Culturally, Fuguet’s projects seems to exist in a limbo between auteur cinema and pop influences, which is likely the result of his singular upbringing. “I grew up as an American kid,” he said to Remezcla during a phone conversation from Madrid. While in the US, Fuguet’s parents spoke to him in English, and since they didn’t have any extended family nearby, he never felt part of a Latino community. “Even though my English now sucks, I didn’t know Spanish at all back then.”

In the US, Fuguet never felt discriminated against, he saw himself as any other boy riding bicycles in a Spielberg movie. It was only when he returned to Chile as a pre-teen that he understood the immigrant experience, “I had to learn Spanish in Chile and turn into a Chilean there.”

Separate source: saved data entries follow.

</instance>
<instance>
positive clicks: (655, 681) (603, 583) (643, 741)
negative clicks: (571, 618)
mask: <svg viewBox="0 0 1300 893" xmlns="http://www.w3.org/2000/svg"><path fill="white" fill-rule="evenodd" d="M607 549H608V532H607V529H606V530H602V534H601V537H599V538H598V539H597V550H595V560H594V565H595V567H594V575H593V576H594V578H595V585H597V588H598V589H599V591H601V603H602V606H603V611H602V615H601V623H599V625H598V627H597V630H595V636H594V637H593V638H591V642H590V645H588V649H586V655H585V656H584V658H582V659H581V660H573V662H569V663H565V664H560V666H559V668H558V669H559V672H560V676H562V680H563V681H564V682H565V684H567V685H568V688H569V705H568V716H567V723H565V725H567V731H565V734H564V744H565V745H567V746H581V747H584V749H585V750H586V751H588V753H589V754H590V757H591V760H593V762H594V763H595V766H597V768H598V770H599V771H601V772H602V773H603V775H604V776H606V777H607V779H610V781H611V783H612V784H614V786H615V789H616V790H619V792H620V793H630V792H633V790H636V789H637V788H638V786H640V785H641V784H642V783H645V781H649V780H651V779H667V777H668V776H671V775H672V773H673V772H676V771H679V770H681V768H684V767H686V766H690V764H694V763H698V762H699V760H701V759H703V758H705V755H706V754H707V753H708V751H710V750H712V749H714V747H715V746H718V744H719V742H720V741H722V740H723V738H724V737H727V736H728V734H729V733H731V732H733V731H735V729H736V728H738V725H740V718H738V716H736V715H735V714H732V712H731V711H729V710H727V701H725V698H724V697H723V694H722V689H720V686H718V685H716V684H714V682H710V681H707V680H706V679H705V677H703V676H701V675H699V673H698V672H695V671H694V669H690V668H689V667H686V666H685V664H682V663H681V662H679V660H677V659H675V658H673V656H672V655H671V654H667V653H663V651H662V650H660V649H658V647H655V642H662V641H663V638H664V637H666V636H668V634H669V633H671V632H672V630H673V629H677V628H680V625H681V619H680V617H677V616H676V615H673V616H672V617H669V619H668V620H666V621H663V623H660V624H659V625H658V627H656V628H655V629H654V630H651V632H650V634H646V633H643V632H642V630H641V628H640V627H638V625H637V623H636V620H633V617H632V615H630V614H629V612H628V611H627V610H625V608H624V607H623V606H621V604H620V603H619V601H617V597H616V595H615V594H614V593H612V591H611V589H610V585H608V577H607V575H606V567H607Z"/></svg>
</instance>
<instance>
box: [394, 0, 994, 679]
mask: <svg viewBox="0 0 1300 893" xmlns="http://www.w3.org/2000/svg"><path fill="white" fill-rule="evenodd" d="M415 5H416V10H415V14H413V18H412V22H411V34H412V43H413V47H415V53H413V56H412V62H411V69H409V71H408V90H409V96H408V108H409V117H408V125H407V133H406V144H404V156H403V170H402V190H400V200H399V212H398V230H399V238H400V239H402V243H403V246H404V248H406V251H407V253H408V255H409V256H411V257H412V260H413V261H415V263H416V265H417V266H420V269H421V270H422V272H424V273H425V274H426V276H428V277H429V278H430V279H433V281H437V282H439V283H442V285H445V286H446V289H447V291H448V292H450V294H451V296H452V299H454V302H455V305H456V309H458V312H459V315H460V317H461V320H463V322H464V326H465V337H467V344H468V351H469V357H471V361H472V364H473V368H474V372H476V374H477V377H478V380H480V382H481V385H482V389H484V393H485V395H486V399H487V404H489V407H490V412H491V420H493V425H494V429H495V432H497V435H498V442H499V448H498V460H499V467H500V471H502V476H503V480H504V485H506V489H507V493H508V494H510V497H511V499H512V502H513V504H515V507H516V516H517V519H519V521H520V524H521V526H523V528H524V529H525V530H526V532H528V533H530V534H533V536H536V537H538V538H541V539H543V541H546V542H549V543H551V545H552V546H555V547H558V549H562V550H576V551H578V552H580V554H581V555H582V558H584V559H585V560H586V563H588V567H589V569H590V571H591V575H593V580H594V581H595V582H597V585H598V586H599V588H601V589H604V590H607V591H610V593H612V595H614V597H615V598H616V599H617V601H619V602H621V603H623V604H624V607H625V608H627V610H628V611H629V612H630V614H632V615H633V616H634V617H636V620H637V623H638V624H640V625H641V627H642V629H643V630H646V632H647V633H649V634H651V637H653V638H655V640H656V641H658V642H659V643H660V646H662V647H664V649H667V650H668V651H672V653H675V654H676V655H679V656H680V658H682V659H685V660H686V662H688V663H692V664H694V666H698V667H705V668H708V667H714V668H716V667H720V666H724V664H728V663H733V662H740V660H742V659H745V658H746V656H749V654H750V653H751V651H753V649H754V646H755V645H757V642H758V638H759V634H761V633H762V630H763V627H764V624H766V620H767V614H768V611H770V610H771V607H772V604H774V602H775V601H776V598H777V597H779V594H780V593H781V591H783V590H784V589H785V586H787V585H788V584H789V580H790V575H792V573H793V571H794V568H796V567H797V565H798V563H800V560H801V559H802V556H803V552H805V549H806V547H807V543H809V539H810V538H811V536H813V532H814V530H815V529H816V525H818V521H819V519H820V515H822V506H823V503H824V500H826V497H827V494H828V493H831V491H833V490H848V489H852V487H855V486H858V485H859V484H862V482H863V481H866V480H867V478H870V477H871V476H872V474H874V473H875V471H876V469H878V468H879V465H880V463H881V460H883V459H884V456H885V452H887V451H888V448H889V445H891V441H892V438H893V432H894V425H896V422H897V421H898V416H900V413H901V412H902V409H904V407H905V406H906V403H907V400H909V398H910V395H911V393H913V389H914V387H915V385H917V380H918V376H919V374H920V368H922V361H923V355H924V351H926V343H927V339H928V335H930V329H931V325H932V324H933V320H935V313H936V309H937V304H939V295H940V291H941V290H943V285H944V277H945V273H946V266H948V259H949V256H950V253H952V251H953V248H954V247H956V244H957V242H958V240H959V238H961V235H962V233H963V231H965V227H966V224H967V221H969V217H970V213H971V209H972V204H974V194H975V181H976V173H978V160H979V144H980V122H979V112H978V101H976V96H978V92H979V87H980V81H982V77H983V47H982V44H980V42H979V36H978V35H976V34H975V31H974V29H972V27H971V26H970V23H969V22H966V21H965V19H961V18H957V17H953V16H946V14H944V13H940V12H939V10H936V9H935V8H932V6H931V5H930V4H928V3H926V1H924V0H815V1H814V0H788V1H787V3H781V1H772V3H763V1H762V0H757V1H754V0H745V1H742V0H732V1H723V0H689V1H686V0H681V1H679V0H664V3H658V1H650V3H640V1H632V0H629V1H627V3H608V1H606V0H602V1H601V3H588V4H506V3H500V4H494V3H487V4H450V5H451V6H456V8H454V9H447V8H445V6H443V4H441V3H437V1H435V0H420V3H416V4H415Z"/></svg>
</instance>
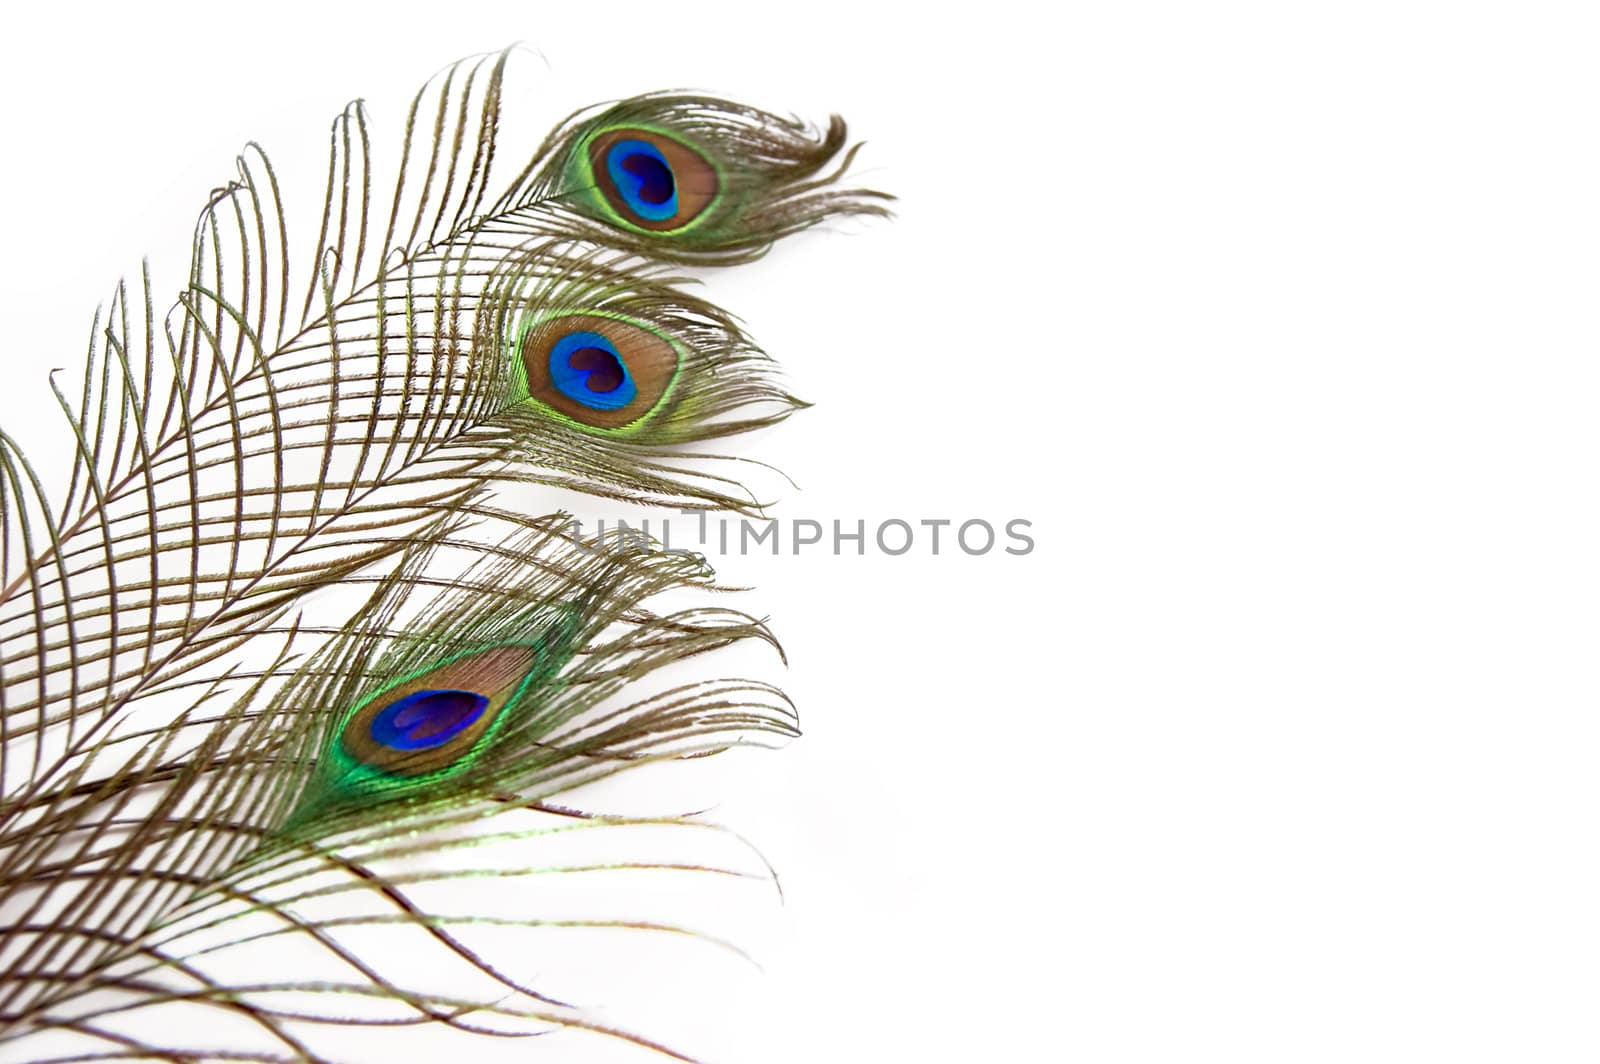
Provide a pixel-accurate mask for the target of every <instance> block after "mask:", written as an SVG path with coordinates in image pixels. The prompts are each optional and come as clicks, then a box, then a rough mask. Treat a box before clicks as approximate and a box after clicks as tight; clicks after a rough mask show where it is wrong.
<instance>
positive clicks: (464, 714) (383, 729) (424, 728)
mask: <svg viewBox="0 0 1600 1064" xmlns="http://www.w3.org/2000/svg"><path fill="white" fill-rule="evenodd" d="M488 704H490V699H488V698H485V696H482V694H478V693H475V691H413V693H411V694H406V696H405V698H402V699H395V701H394V702H390V704H389V706H384V707H382V709H381V710H379V712H378V715H376V717H373V723H371V725H370V728H368V731H370V733H371V736H373V741H374V742H378V744H379V746H386V747H389V749H390V750H427V749H432V747H435V746H443V744H445V742H450V741H451V739H454V738H456V736H458V734H461V733H462V731H466V730H467V728H469V726H470V725H472V722H475V720H477V718H478V717H482V715H483V710H485V709H488Z"/></svg>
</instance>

For many years he was called gringo and, because of the then recent United States-sponsored coup that installed Pinochet’s dictatorship, many saw him as an envoy of an imperialist government. “[In Chile] I was treated as a pinche Americano. They treated me as if I were a CIA agent sent by Reagan.”

During the Allende years, people believed Chile would turn into a communist enclave in the region similar to Cuba. This meant US citizens were warned about living in the country. Since Fuguet’s brother and sister were born in the United States, their mother was afraid for their safety in Chile. Ironically, it was only when the dictatorship was in place that she felt they could return. “She wanted us to be Chilenos and she also wanted to be part of her country and not just an immigrant,” said the filmmaker.

As a teenager whose past life as an Encino kid was fading away, watching movies in English and speaking the language, even if he had lost his American accent, was a way to stay connected with the country from which he was removed without his consent. Today, he identifies as entirely Chilean and feels foreign in the US, but back then going to the cinema was partly the nostalgic ritual of a young man longing for his former life. “I found my love for American movies in Chile, watching them from afar. There I knew they were American.”

Candidly, Fuguet often declares his unabashed love for ’80s classics produced by Amblin (think Gremlins or E.T.) even if the movies he makes are much more suited for art house audiences than mass consumption. As a university student in Chile, where schools were strongly leftist and anti-American in those days, watching Hollywood movies was a rebellious act in itself. But he defended them anyways, because without them, he wouldn’t be who he is.

Fuguet is currently promoting his latest book, VHS (Unas memorias), precisely about the movies he loved growing up.

Cola de Mono hits US theaters later this year.